The frequency of radiation $$\nu$$ that will bring about this change is identical to the classical vibrational frequency of the bond and it can be expressed as

$\color{ref} E_{radiation} = hv = {\triangle E} = hv_m = \dfrac{h}{2\pi} \sqrt{\dfrac{k}{\mu}} \label{22}$

The above equation can be modified so that the radiation can be expressed in wavenumbers

$\color{red} \widetilde{\nu} = \dfrac{1}{2\pi c} \sqrt{\dfrac{k}{\mu}} \label{23}$

where

• $$c$$ is the velocity of light (cm s-1) and
• $$\widetilde{\nu}$$ is the wave number of an absorption maximum (cm-1)

Corresponding probability densities. Image used with permission (Public domain; Allen McC.)
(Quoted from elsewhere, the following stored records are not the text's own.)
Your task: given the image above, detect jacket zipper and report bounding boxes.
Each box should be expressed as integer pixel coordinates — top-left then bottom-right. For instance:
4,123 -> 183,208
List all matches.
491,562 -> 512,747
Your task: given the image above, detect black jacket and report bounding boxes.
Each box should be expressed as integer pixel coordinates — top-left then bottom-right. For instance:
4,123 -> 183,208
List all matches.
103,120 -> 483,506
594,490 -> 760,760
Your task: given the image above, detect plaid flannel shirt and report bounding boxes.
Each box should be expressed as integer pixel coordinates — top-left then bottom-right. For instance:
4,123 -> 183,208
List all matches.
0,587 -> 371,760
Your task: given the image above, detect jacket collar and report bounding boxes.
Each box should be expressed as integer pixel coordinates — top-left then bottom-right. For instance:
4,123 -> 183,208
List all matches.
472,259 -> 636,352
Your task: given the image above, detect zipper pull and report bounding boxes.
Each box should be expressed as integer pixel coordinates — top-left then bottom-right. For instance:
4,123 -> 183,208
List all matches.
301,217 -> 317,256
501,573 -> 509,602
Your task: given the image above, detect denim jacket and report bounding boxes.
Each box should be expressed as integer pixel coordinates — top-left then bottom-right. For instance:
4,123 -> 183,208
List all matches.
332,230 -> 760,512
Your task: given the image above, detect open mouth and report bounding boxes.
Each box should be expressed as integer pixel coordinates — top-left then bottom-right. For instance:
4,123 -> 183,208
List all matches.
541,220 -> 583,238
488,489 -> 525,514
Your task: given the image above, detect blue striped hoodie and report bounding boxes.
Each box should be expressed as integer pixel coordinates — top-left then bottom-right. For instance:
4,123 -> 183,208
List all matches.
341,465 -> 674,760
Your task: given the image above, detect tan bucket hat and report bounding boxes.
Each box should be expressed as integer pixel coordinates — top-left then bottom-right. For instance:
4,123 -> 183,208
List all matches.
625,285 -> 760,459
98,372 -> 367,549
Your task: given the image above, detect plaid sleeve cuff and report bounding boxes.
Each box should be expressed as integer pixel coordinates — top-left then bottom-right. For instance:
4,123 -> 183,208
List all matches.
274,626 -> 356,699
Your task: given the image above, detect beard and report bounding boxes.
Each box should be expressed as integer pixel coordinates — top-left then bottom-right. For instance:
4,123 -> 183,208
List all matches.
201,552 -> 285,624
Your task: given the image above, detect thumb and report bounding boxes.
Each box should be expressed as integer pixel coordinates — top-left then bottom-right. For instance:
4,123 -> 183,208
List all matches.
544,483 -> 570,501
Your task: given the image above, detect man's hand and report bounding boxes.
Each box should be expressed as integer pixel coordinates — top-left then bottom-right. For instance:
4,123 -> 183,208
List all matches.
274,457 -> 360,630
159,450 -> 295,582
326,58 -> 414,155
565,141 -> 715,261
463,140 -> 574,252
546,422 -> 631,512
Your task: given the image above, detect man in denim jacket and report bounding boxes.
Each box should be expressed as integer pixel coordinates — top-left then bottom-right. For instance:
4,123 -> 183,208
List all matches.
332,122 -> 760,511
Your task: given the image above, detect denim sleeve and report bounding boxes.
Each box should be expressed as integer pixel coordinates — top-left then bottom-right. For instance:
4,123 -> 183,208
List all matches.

Java simulation of particles in boxes :https://phet.colorado.edu/en/simulation/bound-states

Selection Rules

Photons can be absorbed or emitted, and the harmonic oscillator can go from one vibrational energy state to another. Which transitions between vibrational states are allowed? If we take an infrared spectrum of a molecule, we see numerous absorption bands, and we need to relate these bands to the allowed transitions involving different normal modes of vibration.
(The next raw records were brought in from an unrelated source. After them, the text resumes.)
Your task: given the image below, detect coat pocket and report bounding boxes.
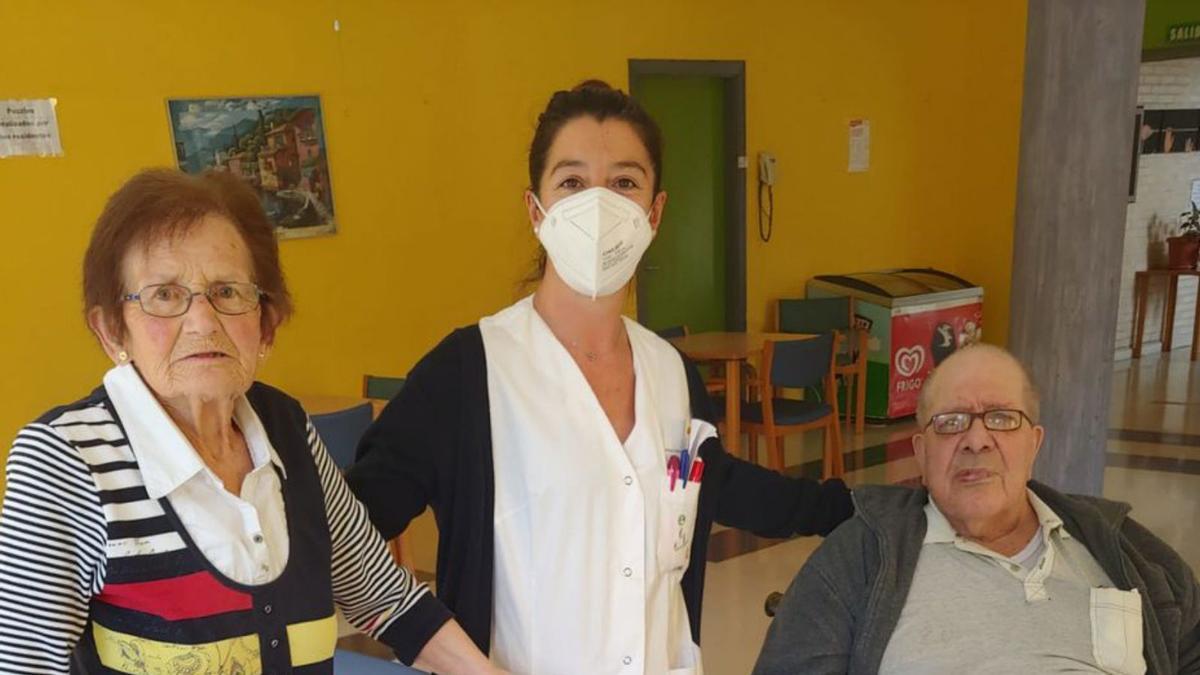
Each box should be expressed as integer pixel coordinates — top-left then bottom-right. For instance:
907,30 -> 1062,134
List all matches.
1091,589 -> 1146,675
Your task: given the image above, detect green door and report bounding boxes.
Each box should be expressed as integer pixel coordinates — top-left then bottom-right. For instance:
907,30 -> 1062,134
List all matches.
630,74 -> 732,333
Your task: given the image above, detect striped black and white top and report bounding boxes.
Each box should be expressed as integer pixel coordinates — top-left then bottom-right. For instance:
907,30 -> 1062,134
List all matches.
0,374 -> 450,674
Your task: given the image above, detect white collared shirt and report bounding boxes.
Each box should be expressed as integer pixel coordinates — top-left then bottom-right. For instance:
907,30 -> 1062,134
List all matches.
104,364 -> 288,585
880,490 -> 1146,675
480,298 -> 702,675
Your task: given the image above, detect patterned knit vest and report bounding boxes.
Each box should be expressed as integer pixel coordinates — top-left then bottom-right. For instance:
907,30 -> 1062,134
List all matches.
72,384 -> 337,675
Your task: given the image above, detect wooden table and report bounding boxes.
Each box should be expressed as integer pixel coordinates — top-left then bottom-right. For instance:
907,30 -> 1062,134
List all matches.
296,394 -> 388,417
1133,269 -> 1200,360
670,333 -> 812,455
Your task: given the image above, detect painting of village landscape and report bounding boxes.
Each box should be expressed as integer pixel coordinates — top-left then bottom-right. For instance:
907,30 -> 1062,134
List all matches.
167,96 -> 337,238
The selection rules are determined by the transition moment integral.

$\mu_T = \int \limits _{-\infty}^{\infty} \Psi_{v'}^* (Q) \hat {\mu} (Q) \Psi _v (Q) dQ = \langle \Psi_{v'} |\hat {\mu} |\Psi _v \rangle \label {6.6.1}$

To evaluate this integral we need to express the dipole moment operator, $$\hat {\mu}$$, in terms of the magnitude of the normal coordinate $$Q$$. Evaluating the integral in Equation $$\ref{6.6.1}$$ can be difficult depending on the complexity of the wavefunctions used. We can often (although not always) take advantage of the symmetries of the waveunfction (and $$\hat {\mu}$$ too) to make things easlier.
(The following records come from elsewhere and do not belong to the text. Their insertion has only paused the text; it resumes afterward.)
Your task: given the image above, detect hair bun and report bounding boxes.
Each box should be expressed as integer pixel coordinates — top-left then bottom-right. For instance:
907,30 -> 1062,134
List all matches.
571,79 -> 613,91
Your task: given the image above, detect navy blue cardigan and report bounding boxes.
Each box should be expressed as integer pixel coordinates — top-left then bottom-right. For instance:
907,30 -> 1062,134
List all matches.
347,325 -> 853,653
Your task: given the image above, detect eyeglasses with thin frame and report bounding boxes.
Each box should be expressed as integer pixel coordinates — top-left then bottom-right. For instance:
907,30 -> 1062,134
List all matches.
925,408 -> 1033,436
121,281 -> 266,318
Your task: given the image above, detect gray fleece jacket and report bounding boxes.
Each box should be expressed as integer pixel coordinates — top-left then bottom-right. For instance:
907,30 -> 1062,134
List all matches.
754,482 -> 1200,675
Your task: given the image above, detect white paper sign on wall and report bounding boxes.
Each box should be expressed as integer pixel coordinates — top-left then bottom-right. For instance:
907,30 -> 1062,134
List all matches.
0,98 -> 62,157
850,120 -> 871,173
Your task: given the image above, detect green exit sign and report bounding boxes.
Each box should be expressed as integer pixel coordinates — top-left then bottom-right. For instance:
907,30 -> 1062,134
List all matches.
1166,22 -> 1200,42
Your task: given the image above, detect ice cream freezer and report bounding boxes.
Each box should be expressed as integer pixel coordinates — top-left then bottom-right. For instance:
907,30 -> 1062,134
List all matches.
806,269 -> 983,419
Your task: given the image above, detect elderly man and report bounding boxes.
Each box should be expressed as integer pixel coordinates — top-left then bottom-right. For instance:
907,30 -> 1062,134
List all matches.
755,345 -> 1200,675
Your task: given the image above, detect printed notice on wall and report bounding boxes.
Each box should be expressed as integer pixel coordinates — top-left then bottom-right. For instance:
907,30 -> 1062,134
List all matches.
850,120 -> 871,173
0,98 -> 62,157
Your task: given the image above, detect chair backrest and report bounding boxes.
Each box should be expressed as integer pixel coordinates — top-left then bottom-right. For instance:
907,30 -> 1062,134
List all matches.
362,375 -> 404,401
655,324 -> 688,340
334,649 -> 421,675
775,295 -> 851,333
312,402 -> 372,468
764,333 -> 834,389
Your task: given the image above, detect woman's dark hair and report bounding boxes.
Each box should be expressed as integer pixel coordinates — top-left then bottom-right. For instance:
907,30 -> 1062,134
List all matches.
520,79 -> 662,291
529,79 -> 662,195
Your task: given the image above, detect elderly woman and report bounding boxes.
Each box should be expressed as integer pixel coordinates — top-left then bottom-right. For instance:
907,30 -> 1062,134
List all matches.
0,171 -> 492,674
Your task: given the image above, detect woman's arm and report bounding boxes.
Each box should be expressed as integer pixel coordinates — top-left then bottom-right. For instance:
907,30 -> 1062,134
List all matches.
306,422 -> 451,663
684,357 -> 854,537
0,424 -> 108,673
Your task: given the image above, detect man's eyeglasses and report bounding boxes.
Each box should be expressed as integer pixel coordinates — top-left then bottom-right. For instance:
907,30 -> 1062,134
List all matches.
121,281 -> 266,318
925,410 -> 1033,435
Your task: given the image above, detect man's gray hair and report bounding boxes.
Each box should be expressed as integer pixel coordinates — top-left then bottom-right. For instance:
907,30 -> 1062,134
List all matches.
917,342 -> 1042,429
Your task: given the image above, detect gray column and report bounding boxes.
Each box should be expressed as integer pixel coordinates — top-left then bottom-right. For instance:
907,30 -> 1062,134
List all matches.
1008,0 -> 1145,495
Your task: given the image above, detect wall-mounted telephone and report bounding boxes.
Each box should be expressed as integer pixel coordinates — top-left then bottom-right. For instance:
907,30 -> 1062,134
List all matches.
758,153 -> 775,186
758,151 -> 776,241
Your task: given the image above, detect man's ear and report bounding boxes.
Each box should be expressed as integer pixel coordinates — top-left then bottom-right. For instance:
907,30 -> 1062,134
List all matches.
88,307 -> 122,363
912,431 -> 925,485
Figure: (left) $$f(x) = x^2$$ is an example of an even function. (right) $$f(x) = x^3$$ is an example of an odd function. Images used with permission from Wikipedia.

While functions exhibit this symmetry, the product of functions inherent the symmetries of the constituent components via a "product table." The one below is in term of odd/even symmetry, but as you will learn in other classes (especially group theories), there are several symmetries that 3D objects have. The product tables constructed that take into account all such symmetries are more complicated.

Product table Odd Function (anti-symmetric) Even Function (symmetric) No symmetry (neither odd nor even)
Odd Function (anti-symmetric) Even Function (symmetric) Odd Function (anti-symmetric) who knows
Even Function (symmetric) Odd Function (anti-symmetric) Even Function (symmetric) who knows
No symmetry (neither odd nor even) who knows who knows who knows

These symmetries are important since the integrand of an integral (over all space) of an odd function is ALWAYS zero. So you do no need to solve it.

And now the Harmonic Oscillator Wavefunctions

Because of the association of the wavefunction with a probability density, it is necessary for the wavefunction to include a normalization constant, $$N_v$$.

$N_v = \dfrac {1}{(2^v v! \sqrt {\pi} )^{1/2}} \label {5.6.15}$

The final form of the harmonic oscillator wavefunctions is the product of thee terms:

$\color{red} | \Psi _v (x) \rangle = N_v H_v (x) e^{-x^2/2} \label {5.6.16}$

The first few physicists' Hermite polynomials are:

$$H_0(x)=1\,$$

$$H_1(x)=2x\,$$

$$H_2(x)=4x^2-2\,$$

$$H_3(x)=8x^3-12x\,$$

$$H_4(x)=16x^4-48x^2+12\,$$

$$H_5(x)=32x^5-160x^3+120x\,$$

The symmetry of the Harmonic Oscillator wavefunctions is dictated by the Hermite Polynomials

• Which levels are even functions and which are odd functions?
• Without calculating an integral, what is $$\langle x\rangle$$?